La crítica o delimitación epistemológica propuesta permite visualizar la imagen corregida del complejo de Edipo y de castración, tan relevantes para la teoría clásica de las neurosis, y alcanzar una nueva teoría de las emociones, cuestión sorprendentemente tan poco explorada en la literatura psicoanalítica. Esta parte termina colocando el concepto de deseo en un lugar central para explicar la motivación humana, rente a la necesidad de las teorías biologicistas, y recuperando la pulsión de muerte o deseo de muerte, en contra de la postura habitual en los teóricos posteriores a Freud – excepción hecha de Melanie Klein y de Lacan-. La confirmación de la pulsión de muerte habría merecido, para mi gusto, un tratamiento más extenso y crítico. Lo que Rodríguez Sutil nos aporta es a menudo excesivamente sintético y hasta aforístico, aunque se le puede entender si se está al tanto de la literatura pertinente a la que hace referencia.

Después de la lectura de esta primera parte se desearía que el autor hubiera completado una Epistemología Psicoanalítica, algo que tal vez, de momento, no se ha decidido a realizar.
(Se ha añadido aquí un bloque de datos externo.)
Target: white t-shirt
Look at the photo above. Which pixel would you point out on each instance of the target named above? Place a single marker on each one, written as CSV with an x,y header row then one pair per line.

La segunda parte surge, sin embargo, como un producto más tradicional y semejante a otras exposiciones clásicas (véase José Rafael Paz o Szpilka). Se nos ofrece una descripción ágil y didáctica de la teoría clásica, freudiana y kleiniana, sólo modificada en parte para adaptarse a los supuestos externalistas enunciados en las primeras páginas. O bien esta nueva perspectiva no requiere la revisión completa de la psico(pato)logía psicoanalítica o Rodríguez Sutil no la ha llevado aún a cabo. Me parece meritoria la descripción evolutiva de los mecanismos de defensa y la argumentación sobre las posiciones desde la psicopatología vincular y sus angustias correspondientes. La implantación de la unción simbólica pasa a ocupar el puesto influyente que tuvo el Edipo en Freud. Deja mucho que desear, sin embargo, el estudio de algunas patologías, sobre todo los trastornos psicosomáticos y las perversiones, puesto que se limita a un compendio acertado de la doctrina freudiana, a veces con añadidos desde el pensamiento kleiniano y lacaniano, pero sin revisar otras muchas aportaciones, hoy por hoy ineludibles. Tal vez esta parte sea la prueba de que una obra de estas características necesita el concurso de varios colaboradores y un mayor volumen.

Llegamos, por fin, a la tercera parte donde se articula una teoría psicoanalítica de la personalidad y una clasificación de nueve «prototipos» en cuya articulación confluyen las tres posiciones y las dos fuentes pulsionales. Es una de la elaboraciones más originales de Rodríguez Sutil, aunque para nosotros no la más novedosa, pues ya viene apareciendo sólo con refinamientos de detalle en trabajos suyos de quince años atrás. No obstante es posible que muchos lectores la desconozcan por no haber sido publicada en inglés y que su estudio les resulte provechoso. Acaso me produce alguna insatisfacción que la afirmación, varias veces repetida, de que la personalidad se manifiesta especialmente en el campo de la relación interpersonal no se concrete después en la definición de cada uno de los prototipos, a mi gusto excesivamente «intrapsíquicos». Un consejo que le ofrezco al autor es que ilustre su teoría de la personalidad con el añadido extenso de casos clínicos, lo que permitiría más penetración de las descripciones interpersonales. Y esto, ya para terminar, sería generalizable a todo el libro que parece el esbozo de una obra más amplia, que duplicaría el número de páginas, aunque la moda actual sea la brevedad. Esto sería el mejor halago que se puede hacer de este libro: despierta nuestro interés más vivo, responde a algunas de nuestras preguntas, hasta ahora no resueltas, y nos deja con unas importantes ganas de más.